Chancellor fills two administrative positions
Chancellor Maimon has recently appointed Director of Facilities Maintenance Chris Turletes as interim associate vice chancellor of Facilities and Campus Services. Turletes will be involved with planning and construction activities and environmental health and safety/risk management. Chris Mizell, associate director of Facilities and Campus Services, will be taking over Turlete’s former position. Maimon also announced that Senior Human Resources Consultant Marva Waston has been appointed interim director of Diversity and Compliance. Turletes and Waston are set for a yearlong appointment, but the positions can be vacated earlier at the discretion of the vice chancellor.
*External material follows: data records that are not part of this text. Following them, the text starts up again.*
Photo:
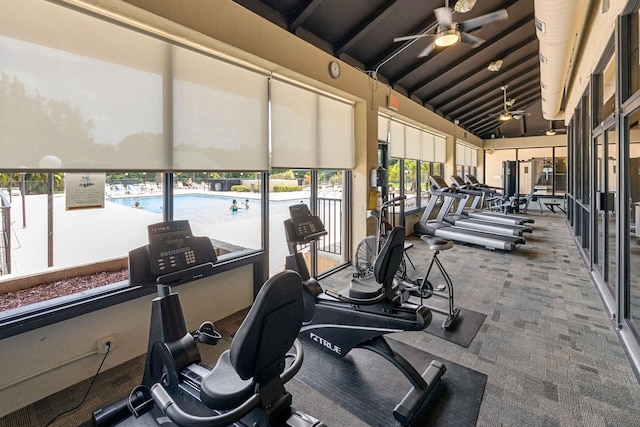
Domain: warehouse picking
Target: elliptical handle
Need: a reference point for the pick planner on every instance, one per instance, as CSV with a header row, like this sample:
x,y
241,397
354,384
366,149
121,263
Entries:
x,y
393,201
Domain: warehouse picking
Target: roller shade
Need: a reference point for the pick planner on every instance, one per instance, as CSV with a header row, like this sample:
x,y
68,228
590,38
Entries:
x,y
220,115
396,142
310,130
428,147
111,101
383,128
412,143
466,156
440,151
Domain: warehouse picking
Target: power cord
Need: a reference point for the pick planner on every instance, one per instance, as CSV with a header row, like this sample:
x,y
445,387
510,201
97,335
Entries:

Intramural debating tournament continues
The Cabin Fever Debates continued its third and fourth preliminary rounds on Tuesday, Feb. 20, in the Student Union Den. More than 80 student participants and audience members were present. Most of the students haven’t previously participated in a formal debate. The two motions for the debate were, “The longevity bonus should be reinstated for Alaska’s seniors” and “Barack Obama would be the best choice for the Democratic presidential candidate.” Debate topics from the first and second round ranged from spanking children to military officers publicly criticizing their superiors. The student debaters presented their motions before a panel of judges, which included members of the UAA Debate Team. The final preliminary round will take place on Tuesday, Feb. 27, in the Student Union Den at 6 p.m. The top ranked teams will then move on to the final round on Tuesday, March 6. Members of the champion team will each receive a $1,000 award and the opportunity to compete in the U.S. Universities Debating Championships in Los Angeles from March 30 to April 1. These public debates are free and open to the public.
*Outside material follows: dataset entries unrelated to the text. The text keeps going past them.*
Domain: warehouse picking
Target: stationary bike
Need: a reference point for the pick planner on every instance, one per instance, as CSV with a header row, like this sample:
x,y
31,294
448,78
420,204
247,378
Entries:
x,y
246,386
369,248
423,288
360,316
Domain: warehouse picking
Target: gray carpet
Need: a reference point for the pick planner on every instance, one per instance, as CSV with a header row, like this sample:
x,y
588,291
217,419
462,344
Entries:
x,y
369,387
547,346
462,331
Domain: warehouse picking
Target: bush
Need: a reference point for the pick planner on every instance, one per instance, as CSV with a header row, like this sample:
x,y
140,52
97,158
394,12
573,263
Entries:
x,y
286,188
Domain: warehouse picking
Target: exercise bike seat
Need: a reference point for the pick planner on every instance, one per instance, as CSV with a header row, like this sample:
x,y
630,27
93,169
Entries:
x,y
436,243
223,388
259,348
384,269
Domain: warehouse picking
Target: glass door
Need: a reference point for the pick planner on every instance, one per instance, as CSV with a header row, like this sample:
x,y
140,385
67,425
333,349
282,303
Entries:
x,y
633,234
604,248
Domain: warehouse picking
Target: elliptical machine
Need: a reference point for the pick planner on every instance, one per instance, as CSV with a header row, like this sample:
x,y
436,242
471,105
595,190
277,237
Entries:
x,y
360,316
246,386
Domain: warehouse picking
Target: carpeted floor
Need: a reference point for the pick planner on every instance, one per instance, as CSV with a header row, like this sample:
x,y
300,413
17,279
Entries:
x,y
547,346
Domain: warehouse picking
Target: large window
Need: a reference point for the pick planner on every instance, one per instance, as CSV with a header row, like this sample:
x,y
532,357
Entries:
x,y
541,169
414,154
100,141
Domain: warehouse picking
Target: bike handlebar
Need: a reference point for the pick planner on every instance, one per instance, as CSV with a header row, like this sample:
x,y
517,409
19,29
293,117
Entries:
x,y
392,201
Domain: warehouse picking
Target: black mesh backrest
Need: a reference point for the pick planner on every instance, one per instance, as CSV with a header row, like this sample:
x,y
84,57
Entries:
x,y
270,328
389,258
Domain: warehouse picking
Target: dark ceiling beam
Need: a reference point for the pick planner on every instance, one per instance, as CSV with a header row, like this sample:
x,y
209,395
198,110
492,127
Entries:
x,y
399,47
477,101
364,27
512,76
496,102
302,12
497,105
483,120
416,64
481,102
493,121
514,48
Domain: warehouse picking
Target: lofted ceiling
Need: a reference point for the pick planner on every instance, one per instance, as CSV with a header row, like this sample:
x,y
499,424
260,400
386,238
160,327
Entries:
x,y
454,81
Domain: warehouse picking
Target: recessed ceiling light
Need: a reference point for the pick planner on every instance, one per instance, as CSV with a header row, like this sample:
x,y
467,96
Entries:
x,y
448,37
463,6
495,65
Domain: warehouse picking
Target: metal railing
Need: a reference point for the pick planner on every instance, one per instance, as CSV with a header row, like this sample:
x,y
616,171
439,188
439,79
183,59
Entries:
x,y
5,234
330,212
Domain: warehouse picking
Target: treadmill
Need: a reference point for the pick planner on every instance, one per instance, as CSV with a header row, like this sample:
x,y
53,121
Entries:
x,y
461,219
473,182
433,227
Seawolf Dining converts to trans-fat free oil
The UA Dining Services Department has announced it will covert its fryer oil to zero-grams trans-fat fryer oil in all of its dining locations on campus. The new fryer oil consists of non-hydrogenated corn and sunflower oil, which is becoming popular in making fried food without using trans-fat oil. This change comes in response to previous research Aramark has conducted, showing that consumers are concerned with levels of trans fat. According to a 2006 study by Aramark, 27 percent of adults feel strongly about their trans-fat intake in meals purchased away from home, which has increased in concern by 6 percent since 2005. The new fryer oil is now being used at many Aramark-managed locations across the U.S. Aramark provides food services to 500 colleges and universities, including UAA.
Project focuses on minority pregnancies
Anthropology major Kimberly Fleming had her research project approved for funding by the Diverse Voices Project. The funding is a part of the Chancellor’s Public Square Fund. Fleming’s studies have shown that more births are occurring among women from ethnically diverse backgrounds. Fleming will provide further research among mothers of various backgrounds who reside in Anchorage, in order to have an understanding of how pregnancy and birth expectations compare with the birthing experiences and services they receive in Anchorage. Anthropology professor Kerry Feldman will serve as her mentor.